Ce « Prêt-à-penser » moderne, consommé en grandes quantités par nos entreprises contemporaines, est, je crois, à la base de bien des problèmes économiques actuels (un grand équipementier Français pourrait être considéré comme étant le parangon de cette tendance).
Nous ne sortirons du cycle de crises qu’en permettant à nos managers de se réapproprier l’entreprise, en leur donnant l’envie de gérer leur activité de façon spécifique et en laissant libre cours à l’innovation.
En l’espèce, l’analyse décisionnelle (voir aussi www.b-adsc.com <http://www.b-adsc.com>) est un formidable levier pour y parvenir, pour peu que l’entreprise sache ré internaliser son savoir-faire et capitaliser sur son propre retour d’expérience, sans tomber dans l’illusion éphémère des poncifs proposés par les vendeurs d’uniformité.
Paris, le 11.11.2009
Je ne peux que souscrire au contenu de ce billet !
Comment peut-on effectivement se « différencier » si on utilise les mêmes outils que les « autres » pour notre business ? Pire, comment pourrait-on vanter l'originalité, la qualité, des ses produits, de ses services voire de son « savoir faire » si l'on applique les mêmes méthodes et mêmes recettes que nos concurrents ?
Et quand bien même nos cadres auraient de bonnes idées quant au remaniement de tel ou tel process, ces dernières seraient bien vite anéanties par les coûts de refonte ou de modification de l'ERP ou PGI préférés de nos « chères » organisations.
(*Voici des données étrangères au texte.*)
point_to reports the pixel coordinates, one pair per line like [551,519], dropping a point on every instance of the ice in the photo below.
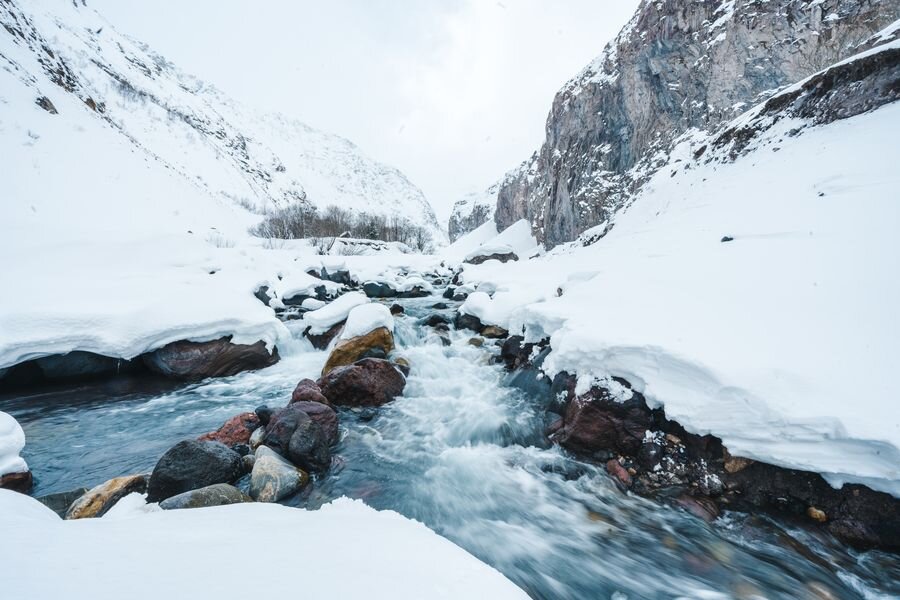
[365,318]
[12,440]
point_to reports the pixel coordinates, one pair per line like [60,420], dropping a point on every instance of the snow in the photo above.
[126,228]
[365,318]
[782,342]
[334,312]
[12,440]
[348,550]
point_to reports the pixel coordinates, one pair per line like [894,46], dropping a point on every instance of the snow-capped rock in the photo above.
[674,67]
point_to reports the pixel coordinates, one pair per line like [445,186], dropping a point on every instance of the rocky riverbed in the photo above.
[431,422]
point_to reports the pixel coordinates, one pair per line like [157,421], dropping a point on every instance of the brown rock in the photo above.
[735,464]
[368,382]
[308,391]
[615,468]
[347,352]
[494,332]
[321,341]
[17,482]
[816,514]
[236,430]
[218,358]
[97,501]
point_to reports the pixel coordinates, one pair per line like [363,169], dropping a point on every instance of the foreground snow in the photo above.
[343,550]
[782,342]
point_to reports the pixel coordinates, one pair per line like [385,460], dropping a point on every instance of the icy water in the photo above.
[464,453]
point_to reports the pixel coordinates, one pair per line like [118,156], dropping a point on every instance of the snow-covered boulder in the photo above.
[14,473]
[368,332]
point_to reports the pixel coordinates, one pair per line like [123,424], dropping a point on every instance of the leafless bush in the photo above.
[302,220]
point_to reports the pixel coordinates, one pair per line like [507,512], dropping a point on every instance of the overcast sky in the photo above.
[452,92]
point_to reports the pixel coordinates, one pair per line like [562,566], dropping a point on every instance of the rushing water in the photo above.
[464,453]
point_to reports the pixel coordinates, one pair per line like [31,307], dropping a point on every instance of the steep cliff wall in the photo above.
[676,65]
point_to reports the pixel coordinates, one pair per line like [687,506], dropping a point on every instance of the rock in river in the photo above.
[97,501]
[190,465]
[217,358]
[273,478]
[368,382]
[217,494]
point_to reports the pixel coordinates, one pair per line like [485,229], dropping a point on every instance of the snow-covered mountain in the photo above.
[68,78]
[675,66]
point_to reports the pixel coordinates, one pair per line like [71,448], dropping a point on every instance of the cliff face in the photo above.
[675,66]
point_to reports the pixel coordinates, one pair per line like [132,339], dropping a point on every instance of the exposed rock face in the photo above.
[303,432]
[190,465]
[218,358]
[369,382]
[347,352]
[97,501]
[218,494]
[308,390]
[676,65]
[273,478]
[472,211]
[646,452]
[236,430]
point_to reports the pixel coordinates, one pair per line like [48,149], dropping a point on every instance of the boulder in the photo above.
[464,321]
[97,501]
[273,478]
[494,332]
[191,465]
[598,421]
[308,390]
[321,341]
[61,501]
[218,494]
[17,482]
[378,289]
[236,430]
[303,432]
[368,382]
[218,358]
[347,352]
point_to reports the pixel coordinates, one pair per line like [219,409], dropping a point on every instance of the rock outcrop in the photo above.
[675,66]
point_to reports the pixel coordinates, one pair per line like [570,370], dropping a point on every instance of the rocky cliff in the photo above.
[675,66]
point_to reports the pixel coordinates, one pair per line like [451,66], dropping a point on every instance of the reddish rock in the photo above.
[218,358]
[615,469]
[597,421]
[17,482]
[308,391]
[236,430]
[369,382]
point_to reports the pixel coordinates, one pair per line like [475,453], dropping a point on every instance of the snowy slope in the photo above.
[343,550]
[783,341]
[106,85]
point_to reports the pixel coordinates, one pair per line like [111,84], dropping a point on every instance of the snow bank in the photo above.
[783,341]
[347,549]
[365,318]
[12,440]
[323,319]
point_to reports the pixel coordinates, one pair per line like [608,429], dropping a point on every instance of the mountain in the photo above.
[62,66]
[676,66]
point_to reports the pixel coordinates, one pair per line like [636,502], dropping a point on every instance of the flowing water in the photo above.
[463,452]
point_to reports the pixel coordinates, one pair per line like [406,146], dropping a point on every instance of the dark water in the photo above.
[464,453]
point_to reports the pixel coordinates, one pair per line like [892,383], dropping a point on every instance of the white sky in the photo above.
[453,92]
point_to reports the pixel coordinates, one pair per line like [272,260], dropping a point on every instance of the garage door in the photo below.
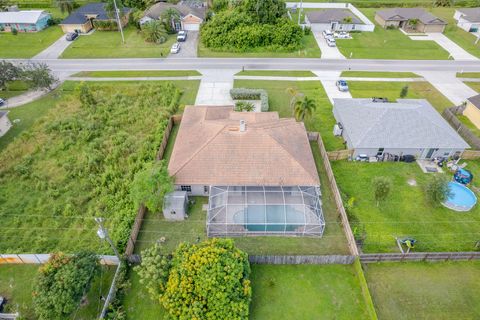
[191,26]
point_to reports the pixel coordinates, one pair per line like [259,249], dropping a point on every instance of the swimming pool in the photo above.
[461,199]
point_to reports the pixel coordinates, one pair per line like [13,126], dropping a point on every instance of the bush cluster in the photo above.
[251,94]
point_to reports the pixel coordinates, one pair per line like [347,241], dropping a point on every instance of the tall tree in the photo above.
[65,5]
[304,108]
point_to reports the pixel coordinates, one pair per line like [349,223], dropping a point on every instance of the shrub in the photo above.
[61,283]
[437,189]
[251,94]
[241,106]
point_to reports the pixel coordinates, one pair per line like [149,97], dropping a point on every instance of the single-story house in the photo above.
[333,19]
[24,21]
[468,19]
[408,126]
[5,123]
[256,168]
[191,17]
[81,20]
[404,17]
[472,110]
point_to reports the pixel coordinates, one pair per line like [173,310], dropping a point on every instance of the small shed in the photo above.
[175,205]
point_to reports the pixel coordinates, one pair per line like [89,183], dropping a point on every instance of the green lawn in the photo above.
[391,90]
[27,45]
[474,85]
[468,75]
[108,44]
[306,292]
[379,74]
[279,100]
[309,49]
[137,73]
[406,212]
[276,73]
[388,44]
[464,39]
[416,290]
[16,284]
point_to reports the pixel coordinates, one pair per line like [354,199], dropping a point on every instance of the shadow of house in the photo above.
[92,15]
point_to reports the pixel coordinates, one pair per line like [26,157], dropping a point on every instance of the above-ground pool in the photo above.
[461,199]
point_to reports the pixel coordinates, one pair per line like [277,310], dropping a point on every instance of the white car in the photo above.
[331,42]
[327,33]
[175,48]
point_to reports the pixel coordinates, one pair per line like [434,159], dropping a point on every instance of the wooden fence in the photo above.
[327,259]
[352,246]
[419,256]
[137,225]
[450,115]
[339,154]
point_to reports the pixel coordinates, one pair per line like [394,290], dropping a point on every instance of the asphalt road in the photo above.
[67,66]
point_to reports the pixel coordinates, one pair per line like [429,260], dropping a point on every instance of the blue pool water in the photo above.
[461,199]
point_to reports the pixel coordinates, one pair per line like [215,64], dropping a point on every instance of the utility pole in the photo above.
[118,21]
[103,234]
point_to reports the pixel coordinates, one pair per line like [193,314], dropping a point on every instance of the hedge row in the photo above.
[251,94]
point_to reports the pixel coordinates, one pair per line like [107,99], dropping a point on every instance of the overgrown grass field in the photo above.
[406,212]
[76,162]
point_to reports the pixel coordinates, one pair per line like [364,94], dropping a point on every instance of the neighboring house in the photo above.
[472,110]
[24,21]
[5,123]
[82,19]
[333,19]
[468,19]
[191,17]
[410,18]
[257,169]
[408,126]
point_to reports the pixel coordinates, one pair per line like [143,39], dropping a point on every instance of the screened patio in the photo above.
[246,210]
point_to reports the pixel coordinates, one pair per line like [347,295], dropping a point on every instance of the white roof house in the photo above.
[409,126]
[28,16]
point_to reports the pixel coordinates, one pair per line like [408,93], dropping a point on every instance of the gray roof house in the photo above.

Quant à la ré-internalisation....pour plus d'un il s'agit désormais d'une utopie voire d'un « gros » mot...!
Hélas, ils n'ont rien compris et ont laissé place nette aux dinosaures des services intégrés et sous-traités et au fait que la « business intelligence » est désormais confiée à de simples ERP et autres vendeurs de « nuages »...
Alors quand tout le monde vendra le même « cola » (oui vous savez la boisson...), on ne parlera même plus de goût mais uniquement du prix ! Personnellement je n'adhère pas à ce monde-là !
Réveillez-vous ! Osez la ré-internalisation, jetez vos « modèles » qui ne sont de toutes façons plus les vôtres depuis longtemps et osez la différence ! Oui, on peut changer radicalement le bien fondé de nos systèmes d'information en apportant une vraie valeur ajoutée à nos métiers et à nos utilisateurs...
Fabrice NOEL, le 12.11.2009
C'est qu'il plus facile d'avoir tort avec tout le monde que raison tout seul. D'où l'existence des Lemmings...
Paul JAILLARD, le 12.11.2009
pageweb : <http://lautrejour.over-blog.com/article-25934756.html>
La critique de ce billet porte plus à mon sens sur les cabinets qui conseillent les entreprises que sur les systèmes proposés par les offreurs de solutions. Dans tous les projets de réorganisations il y a trois composants qui jouent un rôle inégal dans le succès : Les personnes de l'entreprise et leur bonne formation, les nouveau processus mis en place, et le système d'information qui sous-tend les nouvelles manières de travailler. L'importance du système d'information est moindre que celle des personnes, bien formées et motivées, et des nouveau processus.
En d'autres termes, bien définir comment on travaille et bien l'exécuter est l'essentiel et peut fait la différence. Avec les mêmes ingrédients, les mêmes outils, un bon cuisinier fera des mets excellents qui feront sa réputation alors qu'un concurrent végétera à faire des mets médiocres.
François FERRY, le 12.11.2009
Bravo ! excellente cette observation ! dommage que peu de monde soit en mesure de raisonner de cette façon, ou n'ose pas le faire, ce qui fait aussi partie intégrante du problème du suicide collectif des lemmings.
Alain FAYET, le 12.11.2009
Excellent !
Je vais vous citer.
Voir de mon côté :
<http://plexus-logos-calx.blogspot.com/2009/10/a0018-theoreme-des-15-minutes-maximum.html>
C'est assez lié à votre point de vue.
Jean ROHMER, le 14.11.2009
J'ai lu, récemment, un dossier présentant une compétition entre des projets d’entreprises. Ce dossier servait à identifier les candidats en lice et la nature de leur projet pour alimenter des votes.
Les lauréats, une fois élus par leurs pairs, devaient être récompensés et ainsi assurés de voir leur projet amplement commenté, présenté, promu, etc.